Haptic Intelligence Talk Biography
19 April 2018 at 11:00 - 12:00 | Heisenbergstr. 3, Room 2P4

Brain-Machine Interfaces as Rehabilitative Tools for Motor Disorders

Preeya

Actions constitute the way we interact with the world, making motor disabilities such as Parkinson’s disease and stroke devastating. The neurological correlates of the injured brain are challenging to study and correct given the adaptation, redundancy, and distributed nature of our motor system. However, recent studies have used increasingly sophisticated technology to sample from this distributed system, improving our understanding of neural patterns that support movement in healthy brains, or compromise movement in injured brains. One approach to translating these findings to into therapies to restore healthy brain patterns is with closed-loop brain-machine interfaces (BMIs).
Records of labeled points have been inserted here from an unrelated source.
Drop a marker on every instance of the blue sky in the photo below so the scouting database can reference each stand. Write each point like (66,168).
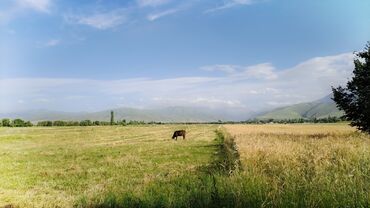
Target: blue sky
(249,54)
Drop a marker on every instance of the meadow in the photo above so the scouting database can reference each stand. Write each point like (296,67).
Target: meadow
(68,166)
(301,165)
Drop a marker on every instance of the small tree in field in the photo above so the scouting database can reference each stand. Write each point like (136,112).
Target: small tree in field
(354,99)
(111,118)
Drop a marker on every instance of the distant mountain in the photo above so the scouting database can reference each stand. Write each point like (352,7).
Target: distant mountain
(321,108)
(168,114)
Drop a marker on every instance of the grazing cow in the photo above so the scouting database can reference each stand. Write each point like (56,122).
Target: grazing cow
(179,133)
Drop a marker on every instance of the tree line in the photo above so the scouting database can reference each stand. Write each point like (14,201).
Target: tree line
(21,123)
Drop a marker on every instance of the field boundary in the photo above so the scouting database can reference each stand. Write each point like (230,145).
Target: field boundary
(228,158)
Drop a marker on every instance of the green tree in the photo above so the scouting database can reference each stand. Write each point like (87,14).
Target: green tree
(6,122)
(28,124)
(111,118)
(18,123)
(354,99)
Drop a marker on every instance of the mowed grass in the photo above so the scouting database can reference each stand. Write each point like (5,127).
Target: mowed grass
(323,165)
(301,166)
(82,166)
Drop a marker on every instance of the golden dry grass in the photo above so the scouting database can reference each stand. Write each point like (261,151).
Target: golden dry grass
(309,165)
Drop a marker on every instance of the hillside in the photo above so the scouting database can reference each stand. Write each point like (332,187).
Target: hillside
(322,108)
(168,114)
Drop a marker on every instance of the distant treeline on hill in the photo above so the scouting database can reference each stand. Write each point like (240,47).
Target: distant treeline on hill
(21,123)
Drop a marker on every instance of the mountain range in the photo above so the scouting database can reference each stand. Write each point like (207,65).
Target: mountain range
(322,108)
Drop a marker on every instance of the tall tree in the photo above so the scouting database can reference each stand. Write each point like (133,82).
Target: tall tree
(354,99)
(111,118)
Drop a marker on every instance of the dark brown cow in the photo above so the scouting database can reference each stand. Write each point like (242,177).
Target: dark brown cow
(179,133)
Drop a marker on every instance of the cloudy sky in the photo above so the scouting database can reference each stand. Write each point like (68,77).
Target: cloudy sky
(90,55)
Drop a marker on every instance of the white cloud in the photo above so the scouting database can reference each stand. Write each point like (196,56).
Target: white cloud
(254,87)
(155,16)
(144,3)
(231,3)
(223,68)
(101,21)
(19,7)
(38,5)
(261,71)
(52,43)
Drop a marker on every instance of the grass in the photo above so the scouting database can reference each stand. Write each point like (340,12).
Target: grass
(274,166)
(65,166)
(304,165)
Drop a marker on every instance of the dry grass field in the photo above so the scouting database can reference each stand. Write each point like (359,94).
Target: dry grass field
(302,165)
(307,165)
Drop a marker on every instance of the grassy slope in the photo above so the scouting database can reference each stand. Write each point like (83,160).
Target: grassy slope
(281,166)
(303,110)
(61,166)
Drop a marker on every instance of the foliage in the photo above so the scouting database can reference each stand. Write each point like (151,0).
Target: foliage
(6,122)
(354,99)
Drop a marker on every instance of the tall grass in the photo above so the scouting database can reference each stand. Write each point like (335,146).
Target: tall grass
(238,166)
(281,166)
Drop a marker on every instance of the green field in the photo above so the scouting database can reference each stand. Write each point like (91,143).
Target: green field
(63,166)
(140,166)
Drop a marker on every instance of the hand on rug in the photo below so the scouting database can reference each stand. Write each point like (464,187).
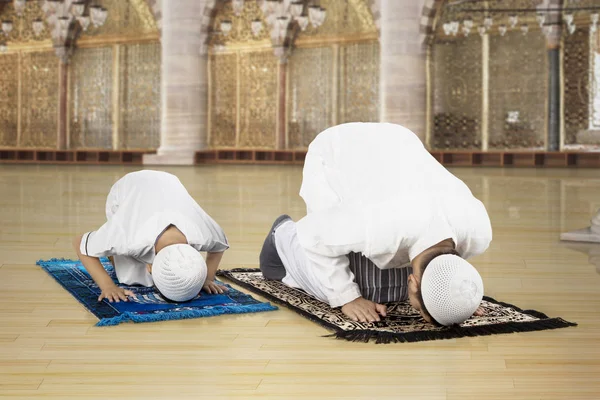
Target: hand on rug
(364,310)
(214,288)
(115,293)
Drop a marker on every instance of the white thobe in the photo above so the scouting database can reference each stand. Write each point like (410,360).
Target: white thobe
(139,208)
(373,188)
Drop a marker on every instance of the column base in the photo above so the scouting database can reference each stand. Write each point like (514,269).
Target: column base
(581,235)
(170,158)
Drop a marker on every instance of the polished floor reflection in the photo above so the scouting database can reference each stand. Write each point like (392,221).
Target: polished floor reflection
(49,346)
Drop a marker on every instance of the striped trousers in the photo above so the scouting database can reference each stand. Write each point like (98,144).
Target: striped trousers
(282,258)
(379,285)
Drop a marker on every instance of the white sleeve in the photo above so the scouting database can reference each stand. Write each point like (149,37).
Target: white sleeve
(478,233)
(213,237)
(315,190)
(328,237)
(106,241)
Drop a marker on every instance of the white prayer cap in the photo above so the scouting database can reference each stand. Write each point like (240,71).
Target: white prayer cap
(179,272)
(452,289)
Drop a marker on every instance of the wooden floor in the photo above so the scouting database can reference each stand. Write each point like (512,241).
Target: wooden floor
(50,348)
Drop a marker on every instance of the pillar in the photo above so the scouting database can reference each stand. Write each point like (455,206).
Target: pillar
(553,45)
(184,83)
(403,82)
(63,83)
(282,54)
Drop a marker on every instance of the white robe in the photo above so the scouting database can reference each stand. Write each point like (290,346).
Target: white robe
(139,207)
(374,188)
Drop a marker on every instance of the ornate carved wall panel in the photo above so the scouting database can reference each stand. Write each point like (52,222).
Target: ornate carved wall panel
(126,18)
(457,93)
(258,99)
(343,18)
(518,82)
(310,103)
(223,72)
(39,105)
(576,83)
(350,17)
(359,82)
(23,26)
(9,106)
(595,106)
(91,98)
(241,32)
(139,96)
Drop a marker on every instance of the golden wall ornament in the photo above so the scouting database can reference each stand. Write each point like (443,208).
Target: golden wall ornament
(576,84)
(125,18)
(9,104)
(241,32)
(518,84)
(139,96)
(310,103)
(257,99)
(223,98)
(23,32)
(358,94)
(39,100)
(90,98)
(344,19)
(457,93)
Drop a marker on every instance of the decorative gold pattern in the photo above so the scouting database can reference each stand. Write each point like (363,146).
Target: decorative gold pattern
(39,105)
(91,98)
(518,82)
(309,100)
(343,18)
(139,96)
(258,99)
(23,26)
(125,18)
(457,91)
(241,32)
(456,12)
(595,97)
(576,83)
(9,87)
(358,93)
(223,100)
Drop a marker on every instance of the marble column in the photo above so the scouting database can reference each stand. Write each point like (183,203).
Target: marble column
(184,83)
(590,234)
(403,82)
(282,53)
(64,55)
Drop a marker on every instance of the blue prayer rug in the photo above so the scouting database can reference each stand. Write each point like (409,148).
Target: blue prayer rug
(147,305)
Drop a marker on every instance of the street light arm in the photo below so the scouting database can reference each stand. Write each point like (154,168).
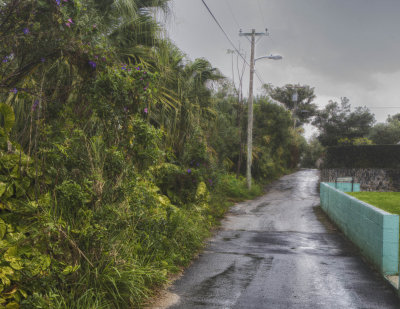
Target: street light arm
(273,57)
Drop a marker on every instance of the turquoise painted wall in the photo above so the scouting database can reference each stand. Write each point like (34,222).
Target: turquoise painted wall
(373,230)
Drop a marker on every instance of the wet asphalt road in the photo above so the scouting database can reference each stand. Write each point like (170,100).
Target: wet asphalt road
(278,251)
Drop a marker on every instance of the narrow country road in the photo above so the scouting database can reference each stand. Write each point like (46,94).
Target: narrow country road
(279,251)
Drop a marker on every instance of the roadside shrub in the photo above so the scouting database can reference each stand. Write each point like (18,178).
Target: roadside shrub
(363,156)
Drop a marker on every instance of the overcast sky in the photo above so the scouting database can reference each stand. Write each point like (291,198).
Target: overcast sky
(341,47)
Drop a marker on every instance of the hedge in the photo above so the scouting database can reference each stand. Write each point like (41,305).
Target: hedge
(363,156)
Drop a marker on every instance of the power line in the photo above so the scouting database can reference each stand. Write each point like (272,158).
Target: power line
(230,41)
(384,107)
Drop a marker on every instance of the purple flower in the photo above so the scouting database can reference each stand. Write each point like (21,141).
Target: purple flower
(92,64)
(35,105)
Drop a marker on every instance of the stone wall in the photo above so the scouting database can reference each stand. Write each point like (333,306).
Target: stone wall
(372,179)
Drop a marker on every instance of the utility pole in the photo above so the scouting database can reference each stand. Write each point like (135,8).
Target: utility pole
(253,35)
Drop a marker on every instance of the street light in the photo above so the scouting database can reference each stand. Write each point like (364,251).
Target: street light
(273,57)
(250,107)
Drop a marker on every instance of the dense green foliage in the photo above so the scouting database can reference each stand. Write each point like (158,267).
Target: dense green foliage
(116,156)
(313,151)
(338,124)
(296,98)
(386,133)
(363,156)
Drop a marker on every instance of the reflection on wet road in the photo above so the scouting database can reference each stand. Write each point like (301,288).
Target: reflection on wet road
(275,252)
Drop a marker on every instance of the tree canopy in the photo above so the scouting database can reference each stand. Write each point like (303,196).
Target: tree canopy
(337,121)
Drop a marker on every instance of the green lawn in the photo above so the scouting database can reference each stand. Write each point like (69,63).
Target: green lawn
(388,201)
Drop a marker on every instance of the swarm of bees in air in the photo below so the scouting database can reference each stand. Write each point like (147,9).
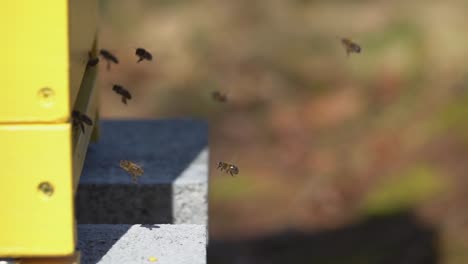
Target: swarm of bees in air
(218,96)
(79,120)
(228,168)
(350,46)
(109,57)
(123,92)
(131,168)
(143,55)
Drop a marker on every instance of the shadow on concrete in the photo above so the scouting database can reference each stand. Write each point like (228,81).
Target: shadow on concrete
(163,148)
(94,243)
(398,238)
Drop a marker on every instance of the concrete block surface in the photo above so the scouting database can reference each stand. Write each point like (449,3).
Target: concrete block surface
(165,244)
(173,188)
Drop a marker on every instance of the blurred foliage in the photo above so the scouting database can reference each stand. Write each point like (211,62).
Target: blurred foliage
(403,192)
(322,138)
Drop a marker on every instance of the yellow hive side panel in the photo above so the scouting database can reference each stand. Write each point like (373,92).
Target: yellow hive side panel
(34,223)
(34,52)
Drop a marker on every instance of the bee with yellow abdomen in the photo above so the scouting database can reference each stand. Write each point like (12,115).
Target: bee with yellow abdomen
(131,168)
(228,168)
(350,46)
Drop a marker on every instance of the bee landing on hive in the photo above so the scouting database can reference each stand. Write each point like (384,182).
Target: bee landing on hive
(131,168)
(79,120)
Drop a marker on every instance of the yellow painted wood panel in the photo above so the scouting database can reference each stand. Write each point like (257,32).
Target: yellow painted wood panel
(44,51)
(36,222)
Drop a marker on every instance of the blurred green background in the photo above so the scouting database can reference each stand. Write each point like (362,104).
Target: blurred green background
(322,140)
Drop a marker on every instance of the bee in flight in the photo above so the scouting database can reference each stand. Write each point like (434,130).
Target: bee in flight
(109,57)
(350,46)
(123,92)
(143,55)
(92,61)
(218,96)
(79,120)
(131,168)
(228,168)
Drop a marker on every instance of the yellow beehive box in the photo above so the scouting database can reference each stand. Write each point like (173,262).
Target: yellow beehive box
(44,53)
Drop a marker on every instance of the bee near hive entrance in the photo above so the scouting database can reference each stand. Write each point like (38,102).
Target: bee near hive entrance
(132,168)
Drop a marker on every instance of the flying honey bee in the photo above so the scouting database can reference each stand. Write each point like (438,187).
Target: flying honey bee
(131,168)
(123,92)
(143,55)
(79,120)
(228,168)
(109,57)
(92,61)
(350,46)
(218,96)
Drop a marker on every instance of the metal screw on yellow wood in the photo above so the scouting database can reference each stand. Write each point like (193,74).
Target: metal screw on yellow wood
(44,61)
(46,96)
(46,188)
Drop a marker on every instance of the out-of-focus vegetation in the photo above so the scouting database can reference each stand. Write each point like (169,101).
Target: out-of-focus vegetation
(321,139)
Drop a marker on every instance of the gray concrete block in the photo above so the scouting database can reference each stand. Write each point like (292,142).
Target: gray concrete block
(173,188)
(177,244)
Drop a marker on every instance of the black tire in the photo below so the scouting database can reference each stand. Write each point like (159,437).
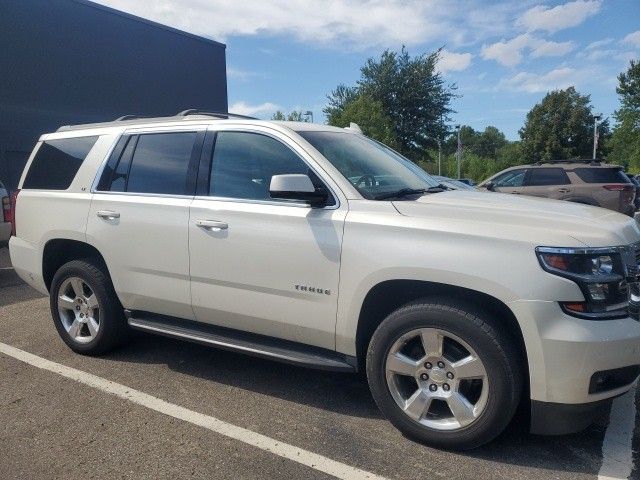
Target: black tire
(113,328)
(496,349)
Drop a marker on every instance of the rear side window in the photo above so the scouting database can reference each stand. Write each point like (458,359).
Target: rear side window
(601,175)
(57,162)
(547,176)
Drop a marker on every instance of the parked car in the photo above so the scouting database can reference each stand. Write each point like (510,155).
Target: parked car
(580,181)
(5,220)
(453,184)
(316,246)
(636,183)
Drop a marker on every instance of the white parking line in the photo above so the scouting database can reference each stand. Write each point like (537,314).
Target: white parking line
(276,447)
(617,453)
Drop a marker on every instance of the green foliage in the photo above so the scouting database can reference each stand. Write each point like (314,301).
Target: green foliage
(294,116)
(370,117)
(625,141)
(559,127)
(412,94)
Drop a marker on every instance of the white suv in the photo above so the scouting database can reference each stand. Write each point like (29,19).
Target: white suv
(316,246)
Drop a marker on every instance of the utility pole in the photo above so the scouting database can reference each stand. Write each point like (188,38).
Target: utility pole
(595,134)
(309,114)
(459,150)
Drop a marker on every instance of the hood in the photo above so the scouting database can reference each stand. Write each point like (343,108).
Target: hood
(543,221)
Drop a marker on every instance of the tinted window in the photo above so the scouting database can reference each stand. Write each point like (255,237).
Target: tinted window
(243,164)
(601,175)
(547,176)
(57,162)
(160,163)
(514,178)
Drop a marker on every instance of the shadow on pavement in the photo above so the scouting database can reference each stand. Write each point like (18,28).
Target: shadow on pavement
(348,394)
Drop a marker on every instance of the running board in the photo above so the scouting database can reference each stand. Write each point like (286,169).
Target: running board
(251,344)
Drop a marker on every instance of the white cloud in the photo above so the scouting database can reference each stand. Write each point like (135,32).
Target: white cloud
(453,62)
(534,83)
(560,17)
(599,43)
(364,22)
(632,39)
(262,109)
(239,74)
(510,52)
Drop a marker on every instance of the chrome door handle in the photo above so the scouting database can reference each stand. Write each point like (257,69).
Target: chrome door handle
(107,214)
(213,225)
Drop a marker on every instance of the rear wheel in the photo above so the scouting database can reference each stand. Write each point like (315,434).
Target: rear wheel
(444,375)
(85,308)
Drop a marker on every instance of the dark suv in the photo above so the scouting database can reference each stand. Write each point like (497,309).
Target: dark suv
(581,181)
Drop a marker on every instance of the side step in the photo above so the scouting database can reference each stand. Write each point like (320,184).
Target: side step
(249,343)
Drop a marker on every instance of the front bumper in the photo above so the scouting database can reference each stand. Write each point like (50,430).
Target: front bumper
(565,352)
(561,418)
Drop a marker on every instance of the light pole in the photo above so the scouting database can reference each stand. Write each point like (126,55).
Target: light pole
(595,134)
(459,149)
(309,114)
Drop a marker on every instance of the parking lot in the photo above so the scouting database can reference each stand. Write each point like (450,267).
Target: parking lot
(161,408)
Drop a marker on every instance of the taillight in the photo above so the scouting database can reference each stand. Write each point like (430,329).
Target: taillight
(10,215)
While closed-loop BMIs have been discussed primarily as assistive technologies the underlying techniques may also be useful for rehabilitation.

Speaker Biography

Preeya Khanna (University of California, Berkeley)

Postdoctoral Fellow

I am a postdoctoral fellow at the University of California, Berkeley with Professor Jose M. Carmena. I graduated from the UC Berkeley - UC San Francisco program in BioEngineering in December, 2017 from the Brain-Machine Interface lab, where I studied motor cortical activity patterns in healthy subjects and those with neurological damage. Prior to graduate school in Berkeley, I was an undergraduate at the University of Pennsylvania and spent a summer working in Professor Katherine Kuchenbecker’s Haptics lab on a technology called StrokeSleeve. Working with Dr. Kuchenbecker was my first introduction to robotics, human-machine interaction, and motor learning - themes which I continue to study today!